Min. Sharrieff Muhammad continued. “But if we have God in our life and call on Him, it‘s just like the old folks used to say, ‘God will make a way out of no way.’ And that‘s what we‘re being able to do right now and we‘re beginning to call on God, and we‘re seeing Him answer our prayers.”

Members of the Nation of Islam were inspired by the teachings of the Most Honorable Elijah Muhammad to establish businesses, acquire needed sustenance resources, even banks, to serve the Black community. Photos: Final Call Archives

Some of those answered prayers came as Min. Sharrieff Muhammad followed Min. Farrakhan’s call in 2015 for 10,000 Fearless men and women to make Black communities safe and decent places to live. He has partnered with his Christian co-chair in the effort, Rev.

Timothy McDonald of First Iconium Baptist Church, to work to restore a troubled Atlanta neighborhood known as “The Bluff.” They started with a 10,000 Fearless Men & Women Headquarters of the South, which was a refurbished home.

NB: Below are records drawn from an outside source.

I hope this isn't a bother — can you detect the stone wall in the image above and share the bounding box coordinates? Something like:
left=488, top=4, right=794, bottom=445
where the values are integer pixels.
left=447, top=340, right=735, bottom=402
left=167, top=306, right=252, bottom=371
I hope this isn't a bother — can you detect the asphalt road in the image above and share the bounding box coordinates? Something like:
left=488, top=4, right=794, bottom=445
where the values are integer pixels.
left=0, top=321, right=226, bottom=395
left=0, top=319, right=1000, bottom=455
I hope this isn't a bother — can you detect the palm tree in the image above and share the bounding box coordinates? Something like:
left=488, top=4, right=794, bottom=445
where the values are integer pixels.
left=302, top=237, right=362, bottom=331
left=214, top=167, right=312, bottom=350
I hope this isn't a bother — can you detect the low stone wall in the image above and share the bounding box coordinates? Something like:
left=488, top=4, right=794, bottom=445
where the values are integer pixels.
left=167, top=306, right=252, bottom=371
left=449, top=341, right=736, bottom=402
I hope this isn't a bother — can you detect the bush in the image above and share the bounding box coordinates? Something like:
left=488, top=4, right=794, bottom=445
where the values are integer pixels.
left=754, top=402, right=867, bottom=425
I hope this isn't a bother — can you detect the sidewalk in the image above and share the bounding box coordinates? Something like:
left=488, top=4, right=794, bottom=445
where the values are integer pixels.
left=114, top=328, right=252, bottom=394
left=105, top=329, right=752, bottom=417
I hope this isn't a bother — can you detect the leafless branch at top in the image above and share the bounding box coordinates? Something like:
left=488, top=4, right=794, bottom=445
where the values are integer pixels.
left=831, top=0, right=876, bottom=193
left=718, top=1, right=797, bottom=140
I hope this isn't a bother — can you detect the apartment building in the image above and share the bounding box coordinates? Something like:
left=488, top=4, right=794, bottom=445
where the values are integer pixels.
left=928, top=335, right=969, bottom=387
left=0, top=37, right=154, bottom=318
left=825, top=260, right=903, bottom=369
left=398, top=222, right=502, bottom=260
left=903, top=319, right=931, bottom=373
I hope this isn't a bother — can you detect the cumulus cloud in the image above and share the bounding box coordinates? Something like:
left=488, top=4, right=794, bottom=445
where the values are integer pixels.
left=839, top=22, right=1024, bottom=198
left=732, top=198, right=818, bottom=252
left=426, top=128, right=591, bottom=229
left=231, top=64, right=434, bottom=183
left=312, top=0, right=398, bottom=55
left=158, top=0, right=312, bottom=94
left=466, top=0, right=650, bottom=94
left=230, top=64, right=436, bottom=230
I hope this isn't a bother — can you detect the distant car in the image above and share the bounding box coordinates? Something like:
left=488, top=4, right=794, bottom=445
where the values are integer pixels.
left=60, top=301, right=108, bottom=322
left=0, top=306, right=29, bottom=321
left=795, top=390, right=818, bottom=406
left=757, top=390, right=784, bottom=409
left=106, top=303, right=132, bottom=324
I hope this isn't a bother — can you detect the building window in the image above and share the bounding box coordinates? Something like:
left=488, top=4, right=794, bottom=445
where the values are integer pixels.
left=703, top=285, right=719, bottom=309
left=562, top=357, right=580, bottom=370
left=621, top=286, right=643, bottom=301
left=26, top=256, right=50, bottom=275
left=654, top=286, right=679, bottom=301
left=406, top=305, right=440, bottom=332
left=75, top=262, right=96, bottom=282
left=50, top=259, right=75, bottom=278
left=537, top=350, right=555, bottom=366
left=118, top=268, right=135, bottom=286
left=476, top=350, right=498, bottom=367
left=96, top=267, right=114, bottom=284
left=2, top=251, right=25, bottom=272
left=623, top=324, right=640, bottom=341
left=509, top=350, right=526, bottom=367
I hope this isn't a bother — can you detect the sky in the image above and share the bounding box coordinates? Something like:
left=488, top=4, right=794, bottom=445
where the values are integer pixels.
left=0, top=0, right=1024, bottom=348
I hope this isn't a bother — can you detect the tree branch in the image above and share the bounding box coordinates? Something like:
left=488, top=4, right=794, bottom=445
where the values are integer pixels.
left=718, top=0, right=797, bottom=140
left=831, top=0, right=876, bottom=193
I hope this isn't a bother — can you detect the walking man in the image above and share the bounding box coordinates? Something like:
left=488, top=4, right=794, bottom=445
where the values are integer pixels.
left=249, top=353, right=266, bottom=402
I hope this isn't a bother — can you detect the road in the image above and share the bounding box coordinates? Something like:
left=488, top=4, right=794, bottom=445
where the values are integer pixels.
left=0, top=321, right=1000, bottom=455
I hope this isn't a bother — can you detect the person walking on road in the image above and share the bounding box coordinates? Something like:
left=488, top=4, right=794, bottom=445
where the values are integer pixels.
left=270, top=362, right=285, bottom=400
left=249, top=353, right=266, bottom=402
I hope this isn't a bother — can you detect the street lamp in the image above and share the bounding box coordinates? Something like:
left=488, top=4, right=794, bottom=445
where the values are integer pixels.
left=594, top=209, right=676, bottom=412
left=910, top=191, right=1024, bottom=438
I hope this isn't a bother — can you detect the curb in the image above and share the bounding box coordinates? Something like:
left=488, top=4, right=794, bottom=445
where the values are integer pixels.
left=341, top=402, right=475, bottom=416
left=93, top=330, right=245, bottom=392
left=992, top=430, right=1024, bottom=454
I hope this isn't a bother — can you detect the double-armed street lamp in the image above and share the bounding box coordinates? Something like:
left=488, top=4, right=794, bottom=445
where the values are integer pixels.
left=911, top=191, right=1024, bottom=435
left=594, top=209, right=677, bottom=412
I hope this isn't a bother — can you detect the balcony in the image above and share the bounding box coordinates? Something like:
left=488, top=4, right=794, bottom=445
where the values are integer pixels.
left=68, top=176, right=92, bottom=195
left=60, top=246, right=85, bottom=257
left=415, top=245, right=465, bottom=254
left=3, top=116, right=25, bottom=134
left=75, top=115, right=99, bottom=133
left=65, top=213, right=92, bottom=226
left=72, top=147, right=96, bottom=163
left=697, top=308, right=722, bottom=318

Their effort has spawned economic ventures, including a grocery store, a boutique for women and girls, and the “Your Fish” program, which allows young men to go door-to-door selling fish. There is also Rise Magazine, a high quality, glossy publication distributed across the U.S., the Caribbean and Africa, that employs journalists as well as Your Supreme Spring Water and a bakery. Other jobs have been created through our non-profit People United for Change, which helps feed and clothe people every day, according to Min. Sharrieff Muhammad.

Black people are facing annihilation if they don’t come together and closing the employment gap must include closing the education gap, he argued. The enemy especially never wanted the Black man to be educated so he would continue to be a slave, observed Min. Sharrieff Muhammad.

“But even being undereducated, we’re still using our geniuses to do for self,” he added. And, he said, this is the time of the divinely foretold rise of Black people and nothing can stop what God has ordained.